Abstract: Session H 2:30 pm (Back to Session H)
Monitoring Data Helps Practitioners Plan, Design & Evaluate Functional Uplift in Urban Stream Restorations
Fairfax County Department of Public Works & Environmental Services
Authors: Chris Ruck, Fairfax County DPWES, Stormwater Planning Division, Watershed Assessment Branch; LeAnne Astin, Fairfax
County Stormwater Planning Division, Watershed Assessment Branch; Meghan Fellows, Fairfax County Stormwater Planning Division Watershed Implementation Branch – South; Jonathan Witt, Fairfax County Stormwater Planning Division, Watershed Assessment Branch
Data from Fairfax County’s (VA) biological monitoring program 2004-2017 are used to evaluate the in-stream community as surrogates for water quality through a locally-derived Benthic Index of Biotic Integrity (B-IBI). Understanding the natural variability of ecological communities helps derive parameters of stream function and aids restoration practitioners, natural resource managers and regulators to set realistic goals for recovery.
An examination of benthic communities related to urban stressors and instream habitat indicate the variability of local landscapes is highly influential in community structure and function.
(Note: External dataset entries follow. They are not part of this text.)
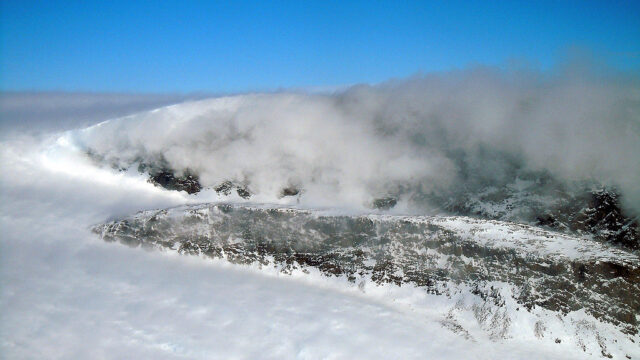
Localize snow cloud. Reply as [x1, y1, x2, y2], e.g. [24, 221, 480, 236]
[58, 65, 640, 211]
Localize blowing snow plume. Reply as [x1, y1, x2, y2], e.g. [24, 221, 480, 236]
[67, 66, 640, 248]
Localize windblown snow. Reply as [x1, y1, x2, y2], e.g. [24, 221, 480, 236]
[0, 70, 640, 359]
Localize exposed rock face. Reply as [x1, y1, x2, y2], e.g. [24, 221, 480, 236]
[213, 181, 251, 199]
[149, 169, 202, 194]
[431, 182, 640, 250]
[94, 204, 640, 338]
[373, 197, 398, 210]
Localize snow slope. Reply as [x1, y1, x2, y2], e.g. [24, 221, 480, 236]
[0, 93, 640, 359]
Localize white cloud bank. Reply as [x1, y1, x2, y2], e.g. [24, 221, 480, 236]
[68, 67, 640, 212]
[0, 63, 640, 359]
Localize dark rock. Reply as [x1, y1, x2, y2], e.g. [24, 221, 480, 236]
[213, 181, 233, 196]
[373, 197, 398, 210]
[236, 187, 251, 199]
[218, 180, 251, 199]
[94, 204, 640, 334]
[149, 169, 202, 194]
[280, 186, 300, 197]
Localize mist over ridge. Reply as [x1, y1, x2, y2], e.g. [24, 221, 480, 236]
[67, 62, 640, 219]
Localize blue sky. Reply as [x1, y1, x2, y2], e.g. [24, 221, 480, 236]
[0, 0, 640, 93]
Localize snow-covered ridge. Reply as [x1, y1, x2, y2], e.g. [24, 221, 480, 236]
[94, 204, 640, 355]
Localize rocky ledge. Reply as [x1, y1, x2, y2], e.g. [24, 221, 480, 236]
[93, 204, 640, 342]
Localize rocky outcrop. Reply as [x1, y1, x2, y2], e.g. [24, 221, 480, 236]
[94, 204, 640, 335]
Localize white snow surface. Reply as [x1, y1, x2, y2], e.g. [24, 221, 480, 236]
[0, 97, 640, 359]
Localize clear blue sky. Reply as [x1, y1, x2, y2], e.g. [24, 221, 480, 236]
[0, 0, 640, 92]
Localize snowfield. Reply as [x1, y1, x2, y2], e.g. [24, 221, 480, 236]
[0, 94, 640, 359]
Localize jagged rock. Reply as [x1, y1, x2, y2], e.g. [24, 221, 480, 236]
[373, 197, 398, 210]
[280, 186, 300, 197]
[149, 169, 202, 194]
[213, 181, 233, 196]
[94, 204, 640, 337]
[218, 181, 251, 199]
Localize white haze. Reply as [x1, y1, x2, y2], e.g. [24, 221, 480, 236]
[67, 63, 640, 211]
[0, 63, 640, 359]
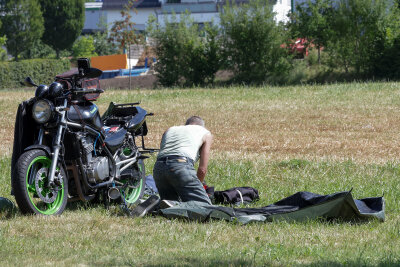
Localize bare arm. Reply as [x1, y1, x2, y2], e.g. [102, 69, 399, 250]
[197, 134, 213, 182]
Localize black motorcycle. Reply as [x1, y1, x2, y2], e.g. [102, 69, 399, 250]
[11, 58, 154, 215]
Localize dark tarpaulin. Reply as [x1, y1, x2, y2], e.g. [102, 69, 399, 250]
[160, 191, 385, 224]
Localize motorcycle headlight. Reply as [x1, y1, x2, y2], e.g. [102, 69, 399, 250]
[32, 99, 53, 124]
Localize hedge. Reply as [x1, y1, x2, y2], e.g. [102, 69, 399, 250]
[0, 59, 70, 89]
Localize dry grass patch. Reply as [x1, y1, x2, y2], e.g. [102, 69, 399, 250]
[0, 83, 400, 162]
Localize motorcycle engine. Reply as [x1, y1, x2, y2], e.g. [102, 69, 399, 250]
[80, 135, 110, 183]
[87, 157, 110, 183]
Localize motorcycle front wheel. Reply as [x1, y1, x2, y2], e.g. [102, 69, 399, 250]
[12, 149, 68, 215]
[121, 160, 146, 205]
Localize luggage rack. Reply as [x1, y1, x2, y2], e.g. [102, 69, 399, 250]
[103, 102, 160, 157]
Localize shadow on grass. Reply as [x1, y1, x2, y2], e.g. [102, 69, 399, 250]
[297, 259, 400, 267]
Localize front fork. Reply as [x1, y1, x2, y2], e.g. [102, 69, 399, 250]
[47, 99, 68, 187]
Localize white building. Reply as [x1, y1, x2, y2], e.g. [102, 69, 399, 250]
[83, 0, 298, 33]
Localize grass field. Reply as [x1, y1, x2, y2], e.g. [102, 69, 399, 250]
[0, 83, 400, 266]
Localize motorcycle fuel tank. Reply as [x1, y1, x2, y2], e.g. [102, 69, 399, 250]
[67, 102, 103, 130]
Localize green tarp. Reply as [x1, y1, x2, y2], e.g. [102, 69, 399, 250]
[160, 191, 385, 224]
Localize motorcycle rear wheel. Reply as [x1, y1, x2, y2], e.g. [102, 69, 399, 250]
[12, 149, 68, 215]
[121, 160, 146, 205]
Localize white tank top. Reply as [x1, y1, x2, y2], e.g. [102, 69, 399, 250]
[157, 125, 210, 161]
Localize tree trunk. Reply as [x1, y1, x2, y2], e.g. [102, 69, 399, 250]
[128, 44, 132, 90]
[318, 46, 321, 65]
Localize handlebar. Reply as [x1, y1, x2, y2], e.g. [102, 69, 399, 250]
[71, 88, 104, 94]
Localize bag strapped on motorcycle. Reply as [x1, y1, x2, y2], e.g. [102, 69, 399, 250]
[72, 104, 86, 127]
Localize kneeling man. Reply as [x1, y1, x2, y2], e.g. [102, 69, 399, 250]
[153, 116, 212, 205]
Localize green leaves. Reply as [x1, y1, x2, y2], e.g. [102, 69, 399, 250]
[72, 36, 97, 58]
[220, 0, 291, 83]
[149, 13, 222, 86]
[109, 0, 143, 53]
[40, 0, 85, 57]
[0, 0, 44, 61]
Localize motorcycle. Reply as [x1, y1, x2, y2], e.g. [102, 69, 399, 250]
[11, 58, 155, 215]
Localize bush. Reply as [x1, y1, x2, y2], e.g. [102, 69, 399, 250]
[72, 36, 97, 58]
[220, 0, 291, 83]
[149, 13, 221, 86]
[0, 59, 70, 89]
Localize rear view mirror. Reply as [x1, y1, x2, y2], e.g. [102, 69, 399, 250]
[78, 57, 90, 77]
[78, 57, 90, 70]
[24, 77, 37, 87]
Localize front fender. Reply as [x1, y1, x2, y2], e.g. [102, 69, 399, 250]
[24, 145, 51, 158]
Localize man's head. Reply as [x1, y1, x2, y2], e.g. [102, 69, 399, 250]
[185, 116, 204, 127]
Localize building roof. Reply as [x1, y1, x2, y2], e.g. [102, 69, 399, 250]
[85, 2, 103, 10]
[103, 0, 161, 10]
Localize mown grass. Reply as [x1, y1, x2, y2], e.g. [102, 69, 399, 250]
[0, 83, 400, 266]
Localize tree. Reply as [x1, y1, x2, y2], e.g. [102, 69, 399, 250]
[148, 13, 221, 86]
[40, 0, 85, 58]
[220, 0, 290, 83]
[0, 0, 44, 61]
[290, 0, 332, 64]
[0, 18, 7, 61]
[109, 0, 143, 89]
[93, 16, 116, 56]
[72, 36, 97, 58]
[327, 0, 399, 76]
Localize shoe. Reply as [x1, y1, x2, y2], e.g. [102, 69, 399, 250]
[159, 199, 175, 209]
[130, 195, 160, 218]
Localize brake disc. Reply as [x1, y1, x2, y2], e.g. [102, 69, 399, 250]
[35, 168, 58, 203]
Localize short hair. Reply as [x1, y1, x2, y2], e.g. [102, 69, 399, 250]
[185, 116, 204, 127]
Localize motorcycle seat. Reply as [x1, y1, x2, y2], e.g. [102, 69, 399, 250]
[104, 127, 127, 153]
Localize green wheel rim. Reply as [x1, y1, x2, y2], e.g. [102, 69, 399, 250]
[124, 165, 144, 204]
[26, 156, 64, 215]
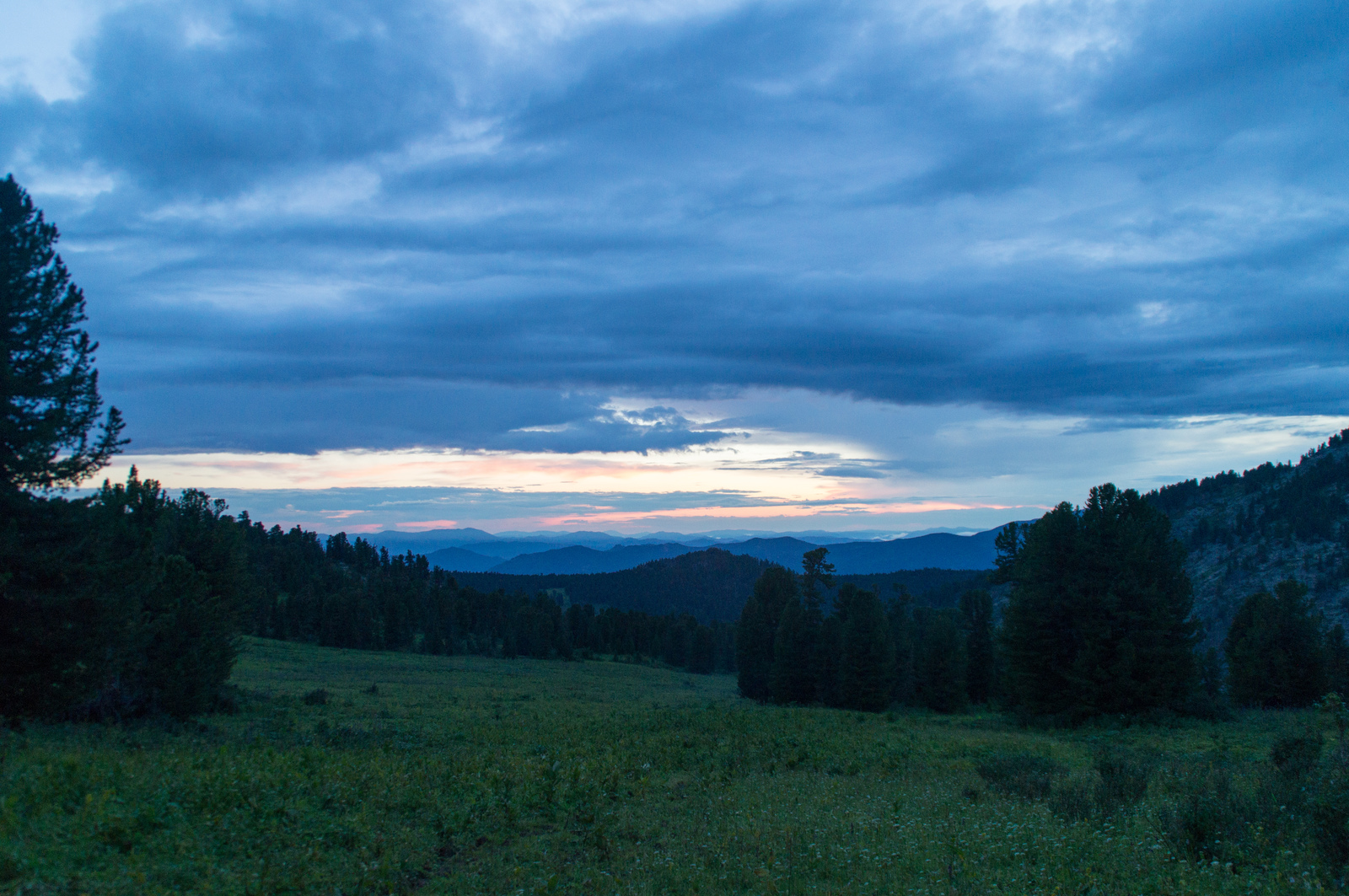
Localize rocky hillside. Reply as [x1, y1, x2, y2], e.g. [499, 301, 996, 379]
[1148, 429, 1349, 641]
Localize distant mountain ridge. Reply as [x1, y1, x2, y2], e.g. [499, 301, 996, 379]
[454, 548, 987, 622]
[414, 529, 1001, 575]
[1148, 429, 1349, 642]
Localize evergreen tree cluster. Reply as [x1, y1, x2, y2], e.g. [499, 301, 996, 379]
[0, 469, 735, 718]
[997, 483, 1198, 719]
[1223, 579, 1349, 708]
[735, 548, 996, 712]
[442, 548, 769, 622]
[236, 514, 734, 672]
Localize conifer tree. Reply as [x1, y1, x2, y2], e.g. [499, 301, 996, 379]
[960, 590, 996, 705]
[839, 590, 895, 712]
[997, 483, 1198, 718]
[735, 566, 798, 700]
[769, 593, 816, 703]
[0, 174, 126, 496]
[916, 607, 967, 712]
[885, 586, 917, 706]
[1223, 579, 1330, 707]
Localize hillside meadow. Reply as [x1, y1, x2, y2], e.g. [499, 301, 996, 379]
[0, 640, 1338, 896]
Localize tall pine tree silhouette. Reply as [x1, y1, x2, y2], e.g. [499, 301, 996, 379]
[839, 590, 895, 712]
[735, 566, 800, 700]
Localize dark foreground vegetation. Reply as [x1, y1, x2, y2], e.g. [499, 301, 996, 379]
[8, 172, 1349, 893]
[0, 640, 1349, 896]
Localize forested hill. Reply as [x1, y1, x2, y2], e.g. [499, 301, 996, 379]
[1148, 429, 1349, 638]
[452, 548, 989, 622]
[454, 548, 771, 622]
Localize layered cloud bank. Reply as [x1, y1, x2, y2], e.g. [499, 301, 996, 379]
[0, 0, 1349, 528]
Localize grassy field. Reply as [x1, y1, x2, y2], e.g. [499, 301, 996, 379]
[0, 641, 1336, 896]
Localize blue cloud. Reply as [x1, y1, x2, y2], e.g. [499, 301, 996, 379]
[0, 0, 1349, 450]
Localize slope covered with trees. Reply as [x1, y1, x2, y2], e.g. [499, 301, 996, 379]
[1147, 431, 1349, 644]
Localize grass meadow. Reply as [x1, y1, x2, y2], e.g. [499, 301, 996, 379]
[0, 640, 1337, 896]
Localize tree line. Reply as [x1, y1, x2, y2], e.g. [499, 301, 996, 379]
[0, 469, 735, 718]
[737, 483, 1349, 723]
[0, 177, 1349, 721]
[735, 548, 996, 711]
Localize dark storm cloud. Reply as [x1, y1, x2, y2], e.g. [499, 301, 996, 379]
[0, 2, 1349, 450]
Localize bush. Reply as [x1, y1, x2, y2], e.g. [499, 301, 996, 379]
[1091, 746, 1156, 813]
[1270, 732, 1325, 779]
[976, 753, 1066, 800]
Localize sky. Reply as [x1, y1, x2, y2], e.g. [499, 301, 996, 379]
[0, 0, 1349, 533]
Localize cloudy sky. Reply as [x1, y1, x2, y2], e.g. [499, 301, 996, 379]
[0, 0, 1349, 532]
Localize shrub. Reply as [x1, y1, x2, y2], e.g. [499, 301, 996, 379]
[1091, 746, 1156, 813]
[1270, 732, 1325, 777]
[976, 753, 1066, 800]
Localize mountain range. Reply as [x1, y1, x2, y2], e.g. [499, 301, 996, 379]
[368, 529, 1014, 575]
[1148, 429, 1349, 642]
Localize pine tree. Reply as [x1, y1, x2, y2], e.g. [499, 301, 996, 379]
[1223, 579, 1330, 707]
[0, 174, 126, 501]
[735, 566, 798, 701]
[997, 485, 1198, 718]
[916, 607, 967, 712]
[839, 590, 895, 712]
[885, 586, 917, 706]
[769, 595, 816, 703]
[960, 590, 997, 705]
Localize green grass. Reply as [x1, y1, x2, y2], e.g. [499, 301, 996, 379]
[0, 640, 1331, 896]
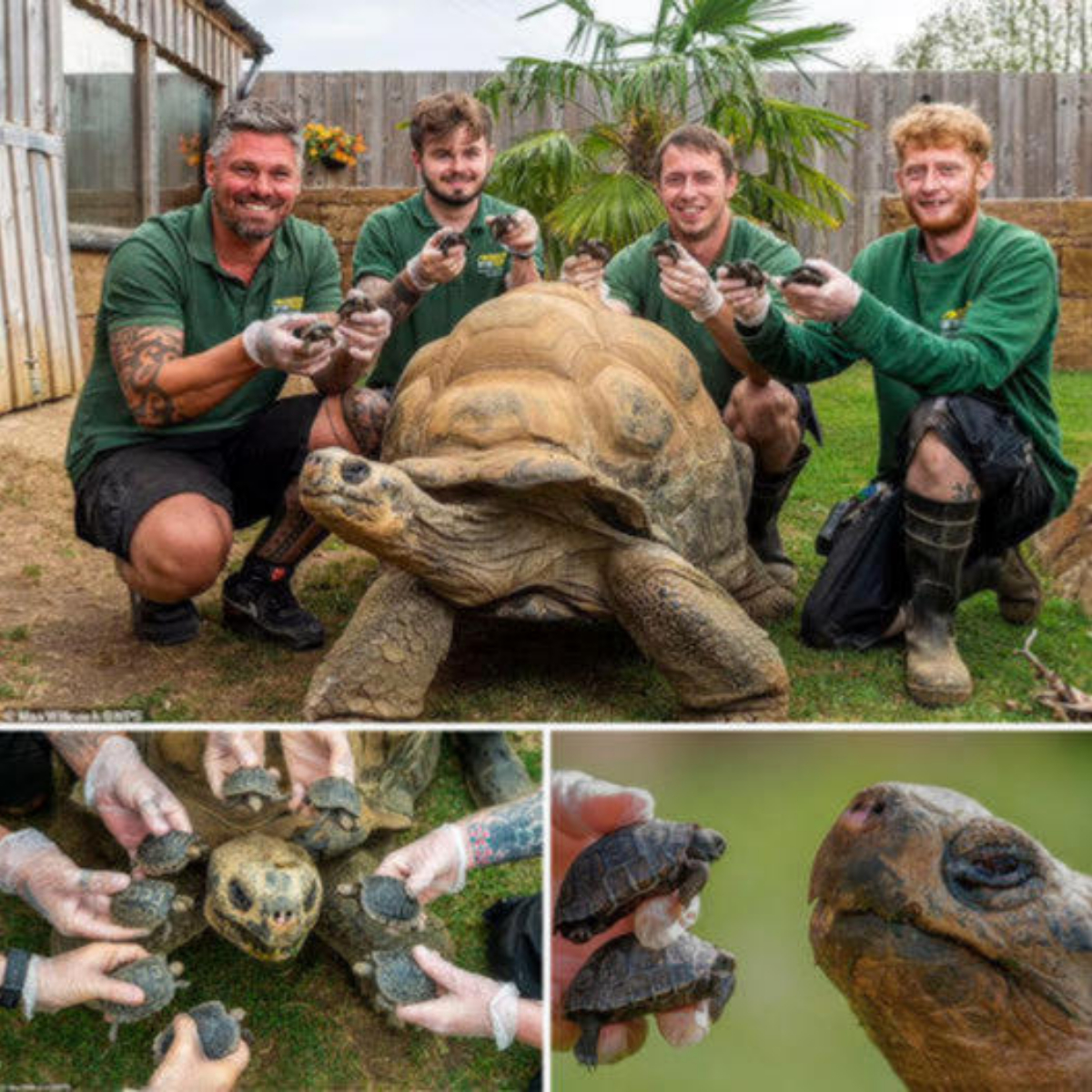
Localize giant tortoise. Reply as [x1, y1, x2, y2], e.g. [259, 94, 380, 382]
[300, 284, 792, 720]
[810, 783, 1092, 1092]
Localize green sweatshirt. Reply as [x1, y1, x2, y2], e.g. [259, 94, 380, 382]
[743, 217, 1077, 514]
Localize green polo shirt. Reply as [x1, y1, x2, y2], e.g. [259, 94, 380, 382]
[606, 217, 802, 410]
[353, 191, 542, 387]
[743, 217, 1077, 514]
[65, 191, 340, 481]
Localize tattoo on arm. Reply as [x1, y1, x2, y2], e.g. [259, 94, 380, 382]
[49, 732, 125, 777]
[110, 327, 186, 428]
[466, 790, 542, 868]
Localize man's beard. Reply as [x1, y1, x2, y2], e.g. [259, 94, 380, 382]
[420, 171, 485, 208]
[212, 190, 285, 242]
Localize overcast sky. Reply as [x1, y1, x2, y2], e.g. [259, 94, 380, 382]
[231, 0, 944, 71]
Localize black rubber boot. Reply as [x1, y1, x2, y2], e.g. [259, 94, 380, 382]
[961, 546, 1043, 626]
[223, 555, 327, 652]
[451, 732, 535, 808]
[903, 490, 978, 705]
[747, 443, 812, 589]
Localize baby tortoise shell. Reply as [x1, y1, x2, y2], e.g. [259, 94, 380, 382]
[136, 830, 208, 875]
[562, 933, 736, 1066]
[553, 819, 726, 944]
[110, 880, 193, 929]
[224, 765, 288, 814]
[152, 1001, 252, 1065]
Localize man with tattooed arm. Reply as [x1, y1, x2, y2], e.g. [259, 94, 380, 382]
[66, 99, 389, 650]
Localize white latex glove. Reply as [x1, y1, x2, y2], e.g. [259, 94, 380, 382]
[83, 736, 193, 856]
[716, 266, 770, 327]
[23, 943, 147, 1016]
[376, 824, 470, 905]
[656, 247, 724, 322]
[394, 945, 519, 1050]
[280, 728, 355, 812]
[406, 228, 466, 291]
[242, 315, 334, 376]
[0, 828, 147, 940]
[144, 1012, 250, 1092]
[334, 307, 391, 365]
[203, 732, 266, 801]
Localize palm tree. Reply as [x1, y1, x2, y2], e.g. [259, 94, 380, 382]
[477, 0, 859, 266]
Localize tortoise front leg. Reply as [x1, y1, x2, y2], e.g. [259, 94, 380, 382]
[304, 564, 454, 721]
[605, 542, 788, 721]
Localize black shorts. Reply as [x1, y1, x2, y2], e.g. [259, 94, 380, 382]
[76, 394, 324, 561]
[899, 394, 1054, 558]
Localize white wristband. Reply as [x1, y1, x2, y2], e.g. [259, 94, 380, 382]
[0, 826, 54, 895]
[21, 956, 40, 1020]
[440, 823, 470, 895]
[83, 736, 140, 808]
[490, 982, 520, 1050]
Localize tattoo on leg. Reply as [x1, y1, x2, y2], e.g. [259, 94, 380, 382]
[342, 389, 389, 459]
[252, 480, 329, 564]
[466, 791, 542, 868]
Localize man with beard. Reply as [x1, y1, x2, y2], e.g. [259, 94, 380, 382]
[66, 99, 389, 649]
[353, 92, 541, 388]
[723, 103, 1077, 705]
[561, 125, 818, 588]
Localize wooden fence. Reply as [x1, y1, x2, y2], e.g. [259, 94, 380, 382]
[256, 72, 1092, 266]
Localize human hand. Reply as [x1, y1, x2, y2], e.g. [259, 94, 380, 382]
[394, 945, 519, 1049]
[83, 736, 193, 856]
[406, 228, 466, 291]
[716, 266, 770, 327]
[242, 315, 334, 376]
[33, 941, 147, 1012]
[656, 247, 724, 322]
[0, 828, 147, 940]
[376, 824, 470, 905]
[779, 258, 862, 322]
[203, 732, 266, 801]
[144, 1012, 250, 1092]
[551, 770, 710, 1063]
[280, 728, 355, 812]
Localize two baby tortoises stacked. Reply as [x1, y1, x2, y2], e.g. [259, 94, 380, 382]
[553, 819, 735, 1066]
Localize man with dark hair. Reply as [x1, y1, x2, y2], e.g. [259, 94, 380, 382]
[353, 92, 541, 387]
[725, 103, 1077, 705]
[561, 125, 818, 588]
[66, 99, 389, 649]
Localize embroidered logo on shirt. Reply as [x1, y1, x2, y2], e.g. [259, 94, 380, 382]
[476, 250, 508, 278]
[940, 299, 974, 338]
[269, 296, 304, 315]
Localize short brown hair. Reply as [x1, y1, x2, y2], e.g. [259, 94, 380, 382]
[888, 103, 994, 163]
[652, 125, 736, 182]
[410, 91, 492, 155]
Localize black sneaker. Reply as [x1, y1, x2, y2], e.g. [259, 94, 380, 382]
[224, 561, 327, 652]
[129, 589, 201, 644]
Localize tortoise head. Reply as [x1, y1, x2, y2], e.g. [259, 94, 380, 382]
[204, 834, 322, 961]
[810, 783, 1092, 1090]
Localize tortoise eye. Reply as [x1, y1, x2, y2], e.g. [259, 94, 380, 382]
[228, 880, 255, 913]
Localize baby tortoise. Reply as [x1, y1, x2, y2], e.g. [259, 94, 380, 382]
[652, 239, 682, 262]
[353, 948, 437, 1026]
[110, 880, 193, 929]
[436, 228, 470, 258]
[87, 956, 189, 1043]
[561, 933, 736, 1066]
[573, 239, 613, 266]
[781, 262, 826, 288]
[152, 1001, 253, 1065]
[553, 819, 725, 945]
[721, 258, 770, 288]
[136, 830, 208, 875]
[224, 765, 288, 814]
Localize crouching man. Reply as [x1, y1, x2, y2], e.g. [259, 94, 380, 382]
[66, 99, 389, 649]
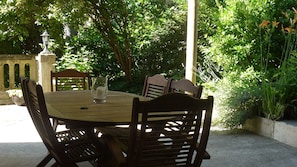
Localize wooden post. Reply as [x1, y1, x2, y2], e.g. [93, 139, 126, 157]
[185, 0, 198, 83]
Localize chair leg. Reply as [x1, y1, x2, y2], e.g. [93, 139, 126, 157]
[53, 119, 58, 131]
[37, 153, 53, 167]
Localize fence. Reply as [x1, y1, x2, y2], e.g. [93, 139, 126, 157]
[0, 55, 38, 91]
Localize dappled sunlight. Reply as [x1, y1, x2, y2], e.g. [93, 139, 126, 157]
[0, 105, 42, 143]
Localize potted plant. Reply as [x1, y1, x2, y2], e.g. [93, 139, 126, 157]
[6, 89, 25, 106]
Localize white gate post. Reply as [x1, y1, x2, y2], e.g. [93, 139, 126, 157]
[36, 52, 56, 92]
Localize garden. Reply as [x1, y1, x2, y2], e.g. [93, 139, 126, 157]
[0, 0, 297, 128]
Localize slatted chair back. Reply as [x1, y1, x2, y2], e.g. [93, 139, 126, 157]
[142, 74, 170, 99]
[169, 79, 203, 98]
[21, 79, 77, 166]
[51, 69, 91, 91]
[127, 93, 213, 167]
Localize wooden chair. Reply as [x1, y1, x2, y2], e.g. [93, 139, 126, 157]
[21, 78, 103, 167]
[142, 74, 170, 98]
[169, 79, 203, 98]
[104, 93, 213, 167]
[51, 69, 91, 130]
[51, 69, 91, 91]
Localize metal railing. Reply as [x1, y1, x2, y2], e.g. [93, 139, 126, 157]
[0, 55, 38, 91]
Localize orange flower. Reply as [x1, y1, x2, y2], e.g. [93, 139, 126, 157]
[259, 20, 270, 28]
[272, 21, 279, 28]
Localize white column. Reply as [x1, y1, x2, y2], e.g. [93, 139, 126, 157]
[185, 0, 198, 83]
[36, 52, 56, 92]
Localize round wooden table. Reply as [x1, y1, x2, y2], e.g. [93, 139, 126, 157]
[45, 90, 146, 126]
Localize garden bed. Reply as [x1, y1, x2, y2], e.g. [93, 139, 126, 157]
[243, 117, 297, 148]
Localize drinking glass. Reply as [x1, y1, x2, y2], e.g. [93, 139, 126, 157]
[91, 77, 108, 103]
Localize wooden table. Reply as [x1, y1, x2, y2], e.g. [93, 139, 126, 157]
[45, 90, 145, 126]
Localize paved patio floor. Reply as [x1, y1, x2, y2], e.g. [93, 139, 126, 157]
[0, 105, 297, 167]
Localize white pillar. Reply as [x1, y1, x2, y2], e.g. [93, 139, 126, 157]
[36, 52, 56, 92]
[185, 0, 198, 83]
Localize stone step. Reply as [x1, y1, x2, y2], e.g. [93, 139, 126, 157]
[0, 91, 13, 105]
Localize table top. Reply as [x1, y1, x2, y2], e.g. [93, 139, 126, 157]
[45, 90, 145, 125]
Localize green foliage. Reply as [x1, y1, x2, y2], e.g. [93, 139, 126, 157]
[213, 67, 260, 128]
[260, 5, 297, 120]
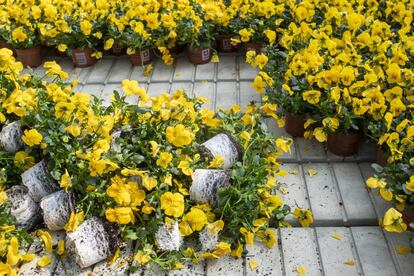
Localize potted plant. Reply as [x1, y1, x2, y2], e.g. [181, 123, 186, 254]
[230, 2, 284, 54]
[45, 6, 106, 68]
[366, 161, 414, 232]
[9, 24, 42, 67]
[177, 3, 214, 64]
As Fairfax County continues to spend over $20 million annually, on stream restoration project implementation, many external factors may hamper the ability to achieve regulatory goals for ecological recovery. In an effort to improve the biological outcomes of stream restorations, County ecologists and urban foresters are consulted regarding community habitat requirements, are incorporated into project teams, and assist with the implementation and monitoring of stream restorations. This discussion summarizes restoration monitoring efforts and the applicability of using long-term monitoring data to help set realistic targets for functional lift among Mid-Atlantic urban landscapes.